This wine single-handedly changed our perception of Champagne, and although not a bottle to open lightly, we feel it is worth every penny. An absolute stunner. Find out more.
Show-stopping biodynamic grower Champagne that will have the hairs on your arms standing on end. Truly sublime and unforgettable wine. We don't say that lightly!
This comes from low-yielding vines in the lieu-dit 'Biaune', a cool parcel planted alongside the forest on Kimmeridgian soil. The Chardonnay vines are massal selections from Selosse’s 'Avize' and Dauvissat's Chablis Grand Cru vineyards. Oak aged in old 500-litre barrels before bottling for 'élevage sur lattes', it is richer, deeper and more complex than many blanc de blancs but still with tightly wound acidity and salivating minerals – like a top Chablis Grand Cru with fine bubbles. Disgorged in late 2020.
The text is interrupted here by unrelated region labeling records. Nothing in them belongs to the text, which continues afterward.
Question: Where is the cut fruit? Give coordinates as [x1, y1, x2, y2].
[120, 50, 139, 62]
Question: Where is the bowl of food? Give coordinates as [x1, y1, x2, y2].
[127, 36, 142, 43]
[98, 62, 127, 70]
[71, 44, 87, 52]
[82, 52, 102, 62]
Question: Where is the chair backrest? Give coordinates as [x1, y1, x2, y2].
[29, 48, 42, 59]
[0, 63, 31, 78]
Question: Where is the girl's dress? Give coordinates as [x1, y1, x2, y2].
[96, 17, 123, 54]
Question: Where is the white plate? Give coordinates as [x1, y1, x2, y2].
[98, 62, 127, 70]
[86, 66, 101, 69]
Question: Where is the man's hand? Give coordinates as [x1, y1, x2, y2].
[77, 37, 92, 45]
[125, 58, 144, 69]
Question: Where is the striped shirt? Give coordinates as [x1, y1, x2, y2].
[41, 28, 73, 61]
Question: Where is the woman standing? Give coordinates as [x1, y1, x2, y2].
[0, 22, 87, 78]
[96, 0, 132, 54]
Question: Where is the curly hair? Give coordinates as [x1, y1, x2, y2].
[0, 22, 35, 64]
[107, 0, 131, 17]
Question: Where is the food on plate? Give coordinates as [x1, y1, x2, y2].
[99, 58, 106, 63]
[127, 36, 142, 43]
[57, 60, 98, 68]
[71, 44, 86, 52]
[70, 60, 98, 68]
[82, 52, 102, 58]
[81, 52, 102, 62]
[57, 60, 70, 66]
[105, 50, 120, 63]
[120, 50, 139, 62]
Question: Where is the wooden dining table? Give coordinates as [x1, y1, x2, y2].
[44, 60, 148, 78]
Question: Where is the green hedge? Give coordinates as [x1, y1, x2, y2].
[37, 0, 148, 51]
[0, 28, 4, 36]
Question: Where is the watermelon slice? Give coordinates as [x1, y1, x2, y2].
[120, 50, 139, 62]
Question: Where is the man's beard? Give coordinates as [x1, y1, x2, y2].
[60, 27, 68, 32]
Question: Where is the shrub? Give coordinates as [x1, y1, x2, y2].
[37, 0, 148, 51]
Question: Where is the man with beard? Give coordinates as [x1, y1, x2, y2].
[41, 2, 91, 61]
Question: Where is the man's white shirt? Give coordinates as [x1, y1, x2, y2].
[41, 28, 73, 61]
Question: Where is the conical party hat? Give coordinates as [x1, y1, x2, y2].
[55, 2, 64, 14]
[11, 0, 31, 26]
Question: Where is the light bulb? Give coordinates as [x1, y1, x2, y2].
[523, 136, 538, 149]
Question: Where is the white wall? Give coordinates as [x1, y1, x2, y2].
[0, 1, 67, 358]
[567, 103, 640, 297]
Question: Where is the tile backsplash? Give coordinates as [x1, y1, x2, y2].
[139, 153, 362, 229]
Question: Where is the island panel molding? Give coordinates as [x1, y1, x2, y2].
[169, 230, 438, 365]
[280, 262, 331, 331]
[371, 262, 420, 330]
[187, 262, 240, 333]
The jovial and outspoken Bertrand Gautherot is a vigneron at heart. He started back in 1986 tending his family's vines in Buxières-Sur-Arce, on Jurassic limestone hillsides nearer to Chablis than Reims, selling grapes to Champagne houses. A deep respect for his terroir and concern for his young family triggered a conversion to biodynamic farming (Demeter certified as early as 1998) leading the way to sustainable viticulture in the Côte des Bar and the Aube region as a whole - a long-lasting inspiration for the younger generations of local growers. Meticulous viticulture has been practised for more than two decades, yields are tiny, grapes are pressed by an old traditional wooden Coquard press, the wine isn't pumped or fined and filtered, low SO2 is added at press only, ageing occurs in new to 8yo barrels (fûts for pinot noir and 500/600ltr barrels for chardonnay), and all his champagnes benefit from a couple of years bottle age after being disgorged without dosage. Bertrand also likes to point out that all the operations in the cave are carried out by people who work in the vines - definitely not the golden rule in the region!